Demings said two deputies went to the facility after being contacted by building security, who said Montalvo was trespassing, and appeared to be carrying a knife.

"So when the deputies encountered him they had their weapons drawn," said Demings. "At some point the individual charged a deputy. The deputy retreated 75 to 100 feet backwards, with his gun out, and at some point the individual began to close in on him. He fired one shot and struck the individual. This all happened very quickly -- in a matter of seconds."

Demings said WWE employees had previously contacted authorities in connection with Montalvo.

"He's been somewhat fixed on one of the wrestlers, one of the female wrestlers," said Demings. "They had most recently consulted with the Sheriff's Office to hire extra duty deputies to work off duty.
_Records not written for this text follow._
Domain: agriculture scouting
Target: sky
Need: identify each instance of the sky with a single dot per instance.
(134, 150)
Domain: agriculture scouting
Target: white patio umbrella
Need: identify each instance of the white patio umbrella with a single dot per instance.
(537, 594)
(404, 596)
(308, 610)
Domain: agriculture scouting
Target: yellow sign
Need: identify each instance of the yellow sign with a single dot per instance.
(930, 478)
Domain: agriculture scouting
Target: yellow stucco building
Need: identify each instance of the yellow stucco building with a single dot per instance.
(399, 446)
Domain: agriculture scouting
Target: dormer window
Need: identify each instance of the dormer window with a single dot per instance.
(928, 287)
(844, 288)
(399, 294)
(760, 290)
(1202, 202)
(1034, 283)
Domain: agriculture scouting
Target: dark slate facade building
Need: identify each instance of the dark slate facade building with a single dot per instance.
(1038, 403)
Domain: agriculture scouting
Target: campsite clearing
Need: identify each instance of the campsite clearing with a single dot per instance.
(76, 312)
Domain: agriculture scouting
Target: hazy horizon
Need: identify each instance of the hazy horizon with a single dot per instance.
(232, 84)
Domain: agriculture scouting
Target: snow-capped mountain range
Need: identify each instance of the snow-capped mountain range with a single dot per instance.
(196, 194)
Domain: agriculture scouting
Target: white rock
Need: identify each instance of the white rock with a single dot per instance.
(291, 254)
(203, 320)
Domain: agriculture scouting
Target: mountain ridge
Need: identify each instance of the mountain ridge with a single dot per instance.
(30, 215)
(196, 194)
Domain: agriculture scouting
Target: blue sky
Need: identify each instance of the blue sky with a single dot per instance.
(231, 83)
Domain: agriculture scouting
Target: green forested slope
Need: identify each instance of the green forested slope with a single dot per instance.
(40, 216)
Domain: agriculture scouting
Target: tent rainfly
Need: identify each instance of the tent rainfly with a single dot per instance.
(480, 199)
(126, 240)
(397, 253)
However today there was not an off-duty deputy working."

On Aug. 4 he was arrested near the facility, and police found inside his car a homemade poster referring to a former female wrestler who lives in Florida.

In a statement, the WWE referred to Montalvo as "deranged" and noted that the company had previously secured a restraining order against him on Aug. 14.

"For reasons that are not entirely clear to Plaintiff, Defendant has made WWE the focus of Defendant's unhealthy and dangerous obsession," the company wrote in the filing. "Not only has Defendant repeatedly trespassed on Plaintiff's property, but he has purposefully vandalized Plaintiff's Orlando-based training facility with his own excrement and terrorized Plaintiff's employees with verbal threats of harm and by threatening the use of deadly weapons."

A video posted to YouTube appears to Montalvo, dressed as a wrestler, pouring a bucket of feces on the WWE facility, and urinating on it. Montalvo was also ordered to pay $5,000 for damage he caused to the WWE facility.

Orange County Sheriff's Office spokesperson Jeff Williamson told 48 Hours Crimesider Monday that Montalvo was previously the subject of a Baker Act order, in which individuals can be involuntarily detained for mental health treatment.

But Elvis Kalicharan, a friend of Montalvo's, told WKMG that the treatment was insufficient.

"As long as I've known him, he's never gone there with ill intentions," said Elvis Kalicharan of longtime friend Armando A. Montalvo. "He's just a silly little kid."

"Mentally, he's just a little kid. He loves wrestling, and this was his dream," Kalicharan said. "He's been through the system and they just let him out."